In Ihrem letzten Roman „Allah n’est pas obligé“ (Allah muss nicht gerecht sein) haben Sie die Brutalitäten und die Plündereien der nigerianischen Truppen Ecomog beschrieben. Haben die Ivoirer mehr Vertrauen in französische Soldaten als in afrikanische?
Nein, nein. Die Situation in Liberia und Sierra Leone ist anders als in meinem Land. Dort waren Stammeskriege. In der Elfenbeinküste stehen sich zwei Kräfte gegenüber.
Seit vergangenem Mittwoch sitzen die kriegerischen Parteien aus der Elfenbeinküste in einem Vorort von Paris an einem Verhandlungstisch. Was erwarten Sie von den Gesprächen?
Ich hoffe, dass sie Frieden in der Elfenbeinküste bringen. Die Ivoirer leiden.
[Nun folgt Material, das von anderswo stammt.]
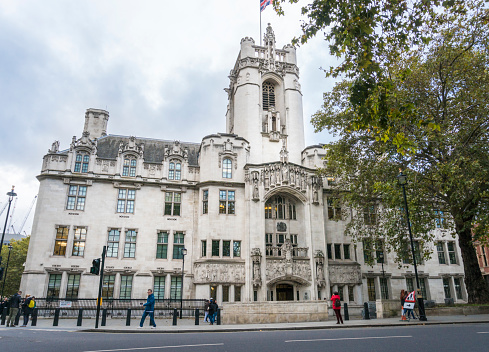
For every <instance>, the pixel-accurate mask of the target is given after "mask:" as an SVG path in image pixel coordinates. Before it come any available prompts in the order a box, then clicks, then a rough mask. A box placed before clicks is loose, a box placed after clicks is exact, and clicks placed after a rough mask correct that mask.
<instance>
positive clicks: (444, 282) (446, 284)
mask: <svg viewBox="0 0 489 352" xmlns="http://www.w3.org/2000/svg"><path fill="white" fill-rule="evenodd" d="M443 291H445V298H452V295H451V294H450V279H449V278H444V279H443Z"/></svg>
Was muss geschehen, um die Feindlichkeiten zu beenden?
Die Rebellen wollen den Rücktritt von Präsident Gbagbo. Aber Gbagbo will nicht zurücktreten. Es wäre ideal, irgendetwas zu finden, was zwischen Zurücktreten und Nichtzurücktreten liegt.
Da verlangen Sie die Quadratur des Kreises.
Damit wieder Frieden in der Elfenbeinküste herrscht, müssen sowohl Gbagbo als auch die Rebellen zufrieden gestellt werden.
Gibt es ein enstprechendes Vermittlungsangebot?
Bislang sind alle zu radikal und schließen sich gegenseitig aus. Noch herrschen die Extreme.
Werden die neun Verhandlungstage in Paris zu einem Ende der Kämpfe führen?
Ich glaube, dass es schwierig ist, sich innerhalb von neun Tagen zu verständigen. Die Positionen sind sehr, sehr gegensätzlich.
Viele bezeichnen die Gespräche als „letzte Chance“. Was passiert in Ihrem Land bei einem Scheitern?
Es wird eine Katastrophe. Niemand weiß, wo dies alles enden wird.
Wann fahren Sie wieder in die Elfenbeinküste?
Ich möchte schon lange in mein Land zurück. Aber im Augenblick ist das zu gefährlich. Es gibt in Abidjan Todesschwadronen. Und es besteht das Risiko, dass diese mich umbringen.